The Ballet Music from The Perfect Fool which opens tonight's concert forms the first ten minutes of
the opera. In contrast to the opera the ballet music is performed frequently, sometimes even by
youth orchestras, and numerous recordings exist.
The Ballet Music is split into four sections:
Andante (invocation)
Dance of Spirits of Earth (Moderato. Andante)
Dance of Spirits of Water (Allegro)
Dance of Spirits of Fire (Allegro moderato . Andante)
Holst's music is often characterized by bitonality and unusual time signatures, both of which feature
extensively here. Most of the Dance of the Spirits of Earth section is in 7/8 time, but his clever use
of syncopation in the main melody is almost completely successful in hiding the presence of the
time signature.
Double Concerto for Two Violins Op 49.
This contrapuntal and bitonal concerto was written in 1929, five years before Holst's death, and was
written for the sisters Adila Fachiri and Jelly d'Aranyi, who were grand nieces of the famous
Hungarian violinist and composer, Joseph Joachim. The sisters gave the first performance of the
concerto the following year under the baton of Oskar Fried in the Queen's Hall, after which Holst
received the Gold Medal of the Royal Philharmonic Society. Holst himself conducted the work at
that year's Promenade Concerts.
While some regarded the concerto as being ‘highly
intellectualized’ it was generally well-received, the Daily Telegraph stating that it had ‘some
outstanding qualities’ and ‘some moments of rare beauty’ in the slow movement.

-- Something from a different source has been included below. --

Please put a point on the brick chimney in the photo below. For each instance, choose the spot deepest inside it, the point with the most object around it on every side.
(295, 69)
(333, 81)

There are three movements:
I. Scherzo: Allegro
II. Lament: Andante
III. Variations on a Ground: Allegro
The scherzo begins with a rising two note theme which develops into a dancing 6/8 melody. Holst
re-shapes the motive into a second subject that is less broken in rhythm, while the dancing character
of the movement becomes more fluid. A trio-like section sees the soloists engage in two different
flowing melodies, one in 2/4, the other in 6/8, one in D major, the other in F. Some of this section
borrows ideas from the above-mentioned Terzetto. The movement ends with an adagio cadenza for
the first violin, foreshadowing the thematic material of the second movement.
The soloists are unaccompanied for most of the Lament, which is entirely in 5/4 time. A gentle
fugal opening gradually becomes slightly more animated and rises to a climax before a change to
new motifs. Once more the soloists play in different keys to beautiful effect.
The final movement begins with almost no break from the second and has been described as
‘quirky, inventive and appealing....containing a plethora of cross-rhythms and tonal confusion’.
The Ground is introduced quietly by the first violin in 2/2 time but repeated forte by the second
violin in 3/4 time. The subsequent variations continue the alternation in time signature with the
accompaniments becoming increasingly complex until the full orchestra is eventually employed.
When the time signature switches to 5/4, the Ground transfers briefly to the lower strings displaying
a modified rhythm which then spreads to the rest of the orchestra including the soloists and, at one
point, the tympani. A brief three-bar section in 7/4 sees the soloists provide rapid triplet responses
to short declarations of the new rhythm for the Ground. The movement draws to a close via short
meditative reprises of material from both the Lament and the preceding Scherzo, concluding finally
in a triumphant triple forte passage.